Claude R. Rufenacht
The muscle fiber represents the basic unit of voluntary striated muscles.1 Surrounded by an isolating connective tissue sheath, each muscle fiber may contract while the others remain inactivated. Bound together in bundles, supplied by nerves, lymph, and blood vessels, striated muscle fibers do not increase in number after birth; they only increase in diameter.
When a muscle fiber is stimulated, it contracts to its full extent; then, according to the strength of the demand, other fibers may contract. The muscle fiber is either fully contracted or fully relaxed.

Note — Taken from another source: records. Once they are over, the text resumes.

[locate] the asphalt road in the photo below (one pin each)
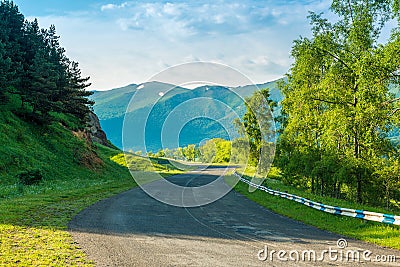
(133, 229)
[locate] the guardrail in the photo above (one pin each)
(361, 214)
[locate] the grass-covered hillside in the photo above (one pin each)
(72, 173)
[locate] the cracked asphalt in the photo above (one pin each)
(134, 229)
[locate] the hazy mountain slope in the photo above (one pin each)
(113, 103)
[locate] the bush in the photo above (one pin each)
(30, 177)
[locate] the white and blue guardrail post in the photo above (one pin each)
(361, 214)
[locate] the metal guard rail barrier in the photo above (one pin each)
(361, 214)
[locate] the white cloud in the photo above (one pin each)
(130, 42)
(113, 6)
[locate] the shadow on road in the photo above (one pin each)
(231, 217)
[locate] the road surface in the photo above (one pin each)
(133, 229)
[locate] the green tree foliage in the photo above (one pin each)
(33, 66)
(337, 100)
(216, 151)
(258, 129)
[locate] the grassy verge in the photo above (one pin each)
(33, 224)
(378, 233)
(34, 218)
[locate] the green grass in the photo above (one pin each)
(373, 232)
(33, 219)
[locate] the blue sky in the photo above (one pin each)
(123, 42)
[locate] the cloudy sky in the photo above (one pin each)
(121, 42)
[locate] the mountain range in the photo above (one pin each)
(156, 115)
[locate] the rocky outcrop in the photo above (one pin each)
(95, 132)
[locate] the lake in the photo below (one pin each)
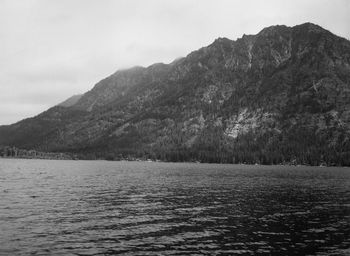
(50, 207)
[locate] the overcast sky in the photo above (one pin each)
(52, 49)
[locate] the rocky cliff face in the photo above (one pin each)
(282, 95)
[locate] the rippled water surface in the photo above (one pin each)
(139, 208)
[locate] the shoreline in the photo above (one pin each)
(186, 162)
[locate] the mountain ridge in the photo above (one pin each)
(251, 100)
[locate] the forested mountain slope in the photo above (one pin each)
(282, 95)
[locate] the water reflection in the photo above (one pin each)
(92, 208)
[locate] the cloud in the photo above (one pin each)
(51, 50)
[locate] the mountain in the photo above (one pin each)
(70, 101)
(280, 96)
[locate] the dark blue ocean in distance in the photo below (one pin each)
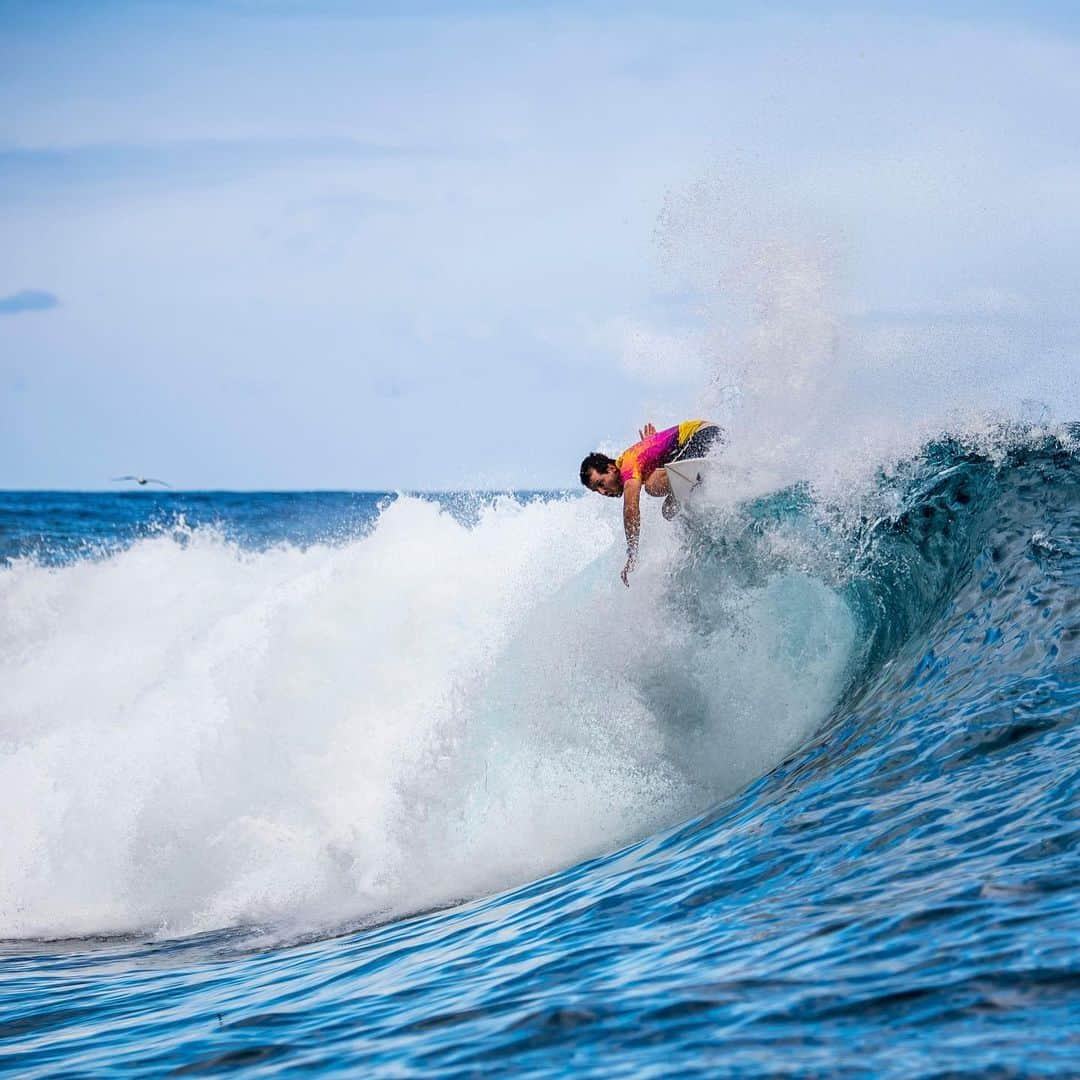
(367, 784)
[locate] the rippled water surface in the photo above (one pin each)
(850, 850)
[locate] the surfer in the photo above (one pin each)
(642, 466)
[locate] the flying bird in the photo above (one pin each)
(142, 481)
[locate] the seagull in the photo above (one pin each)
(142, 481)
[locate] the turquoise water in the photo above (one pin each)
(825, 823)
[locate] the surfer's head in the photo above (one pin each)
(601, 474)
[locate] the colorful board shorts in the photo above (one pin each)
(692, 439)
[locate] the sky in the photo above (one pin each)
(269, 245)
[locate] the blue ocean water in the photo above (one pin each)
(822, 822)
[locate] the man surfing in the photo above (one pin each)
(642, 466)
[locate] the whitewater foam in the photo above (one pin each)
(198, 736)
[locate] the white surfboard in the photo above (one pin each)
(686, 476)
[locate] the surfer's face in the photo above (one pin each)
(608, 483)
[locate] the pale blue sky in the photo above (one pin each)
(278, 244)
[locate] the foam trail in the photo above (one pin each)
(200, 737)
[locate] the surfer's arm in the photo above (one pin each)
(632, 523)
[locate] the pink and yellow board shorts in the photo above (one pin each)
(655, 451)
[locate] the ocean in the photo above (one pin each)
(410, 785)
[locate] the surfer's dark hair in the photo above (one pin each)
(597, 461)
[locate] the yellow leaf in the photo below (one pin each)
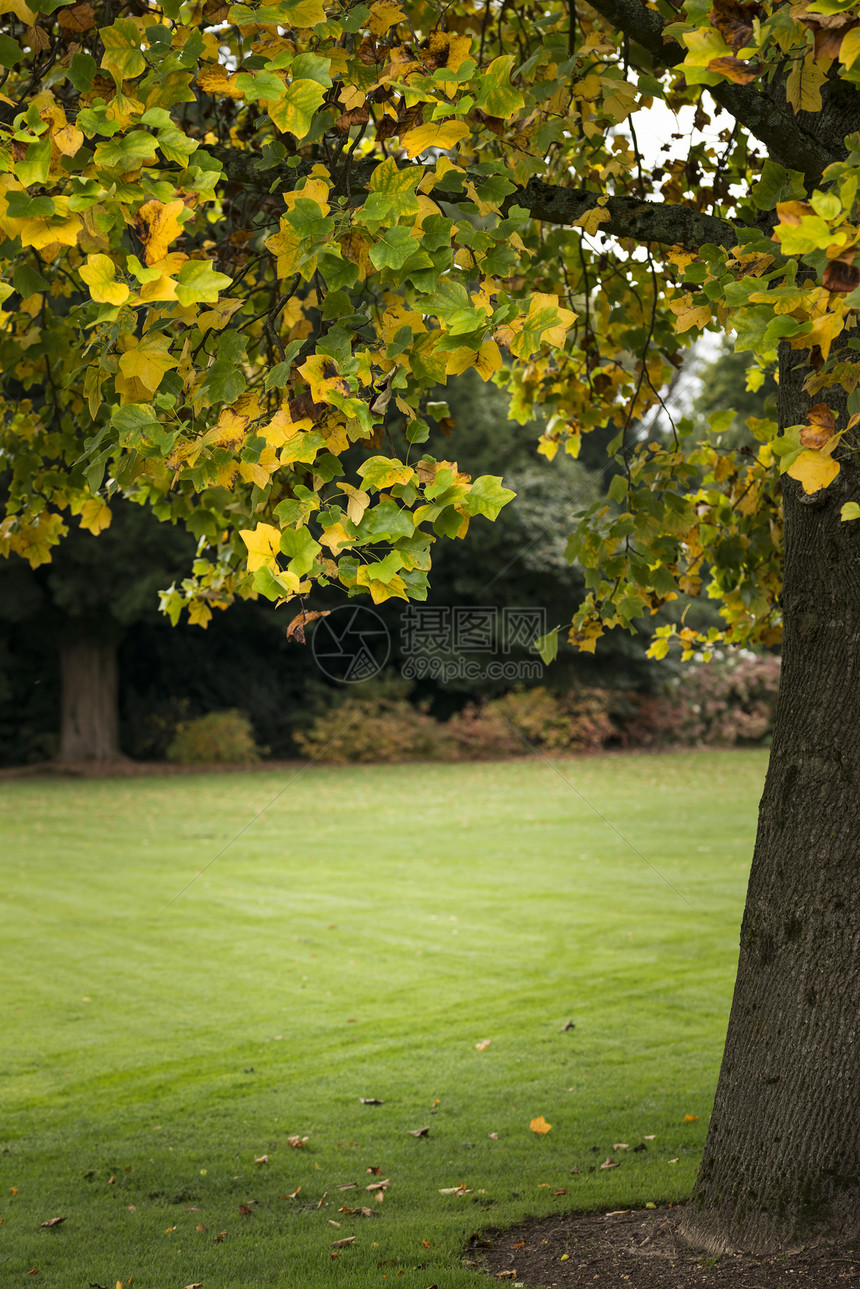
(689, 313)
(99, 275)
(68, 139)
(148, 361)
(263, 545)
(814, 471)
(384, 16)
(435, 134)
(96, 514)
(217, 80)
(335, 538)
(157, 226)
(199, 615)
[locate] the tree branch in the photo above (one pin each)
(628, 217)
(772, 124)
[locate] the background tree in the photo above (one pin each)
(240, 240)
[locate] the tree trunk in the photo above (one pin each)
(781, 1162)
(89, 701)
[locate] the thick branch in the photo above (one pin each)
(771, 123)
(629, 218)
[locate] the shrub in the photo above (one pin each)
(371, 727)
(555, 722)
(217, 737)
(720, 704)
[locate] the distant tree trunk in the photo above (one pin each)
(781, 1163)
(89, 701)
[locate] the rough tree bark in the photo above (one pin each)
(89, 719)
(781, 1162)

In comparison with the muscle fiber, a muscle is always in a state of slight contraction. This apparent contradiction can be explained by the connection of the fibers with each other and the fact that the muscle fibers do not run the full length of the muscle. In a normal resting muscle certain fibers are fully contracted bringing a slight degree of tension to the entire muscle until they tire and are replaced by the contraction of other fibers. This process of maintaining a slight tension is called muscle tone.2
Muscle tone can also be defined as the passive resistance of muscles to stretch. In an increased passive resistance to stretch, muscles are said to be hypertonic, whereas in reference to a diminished passive resistance, they become hypotonic.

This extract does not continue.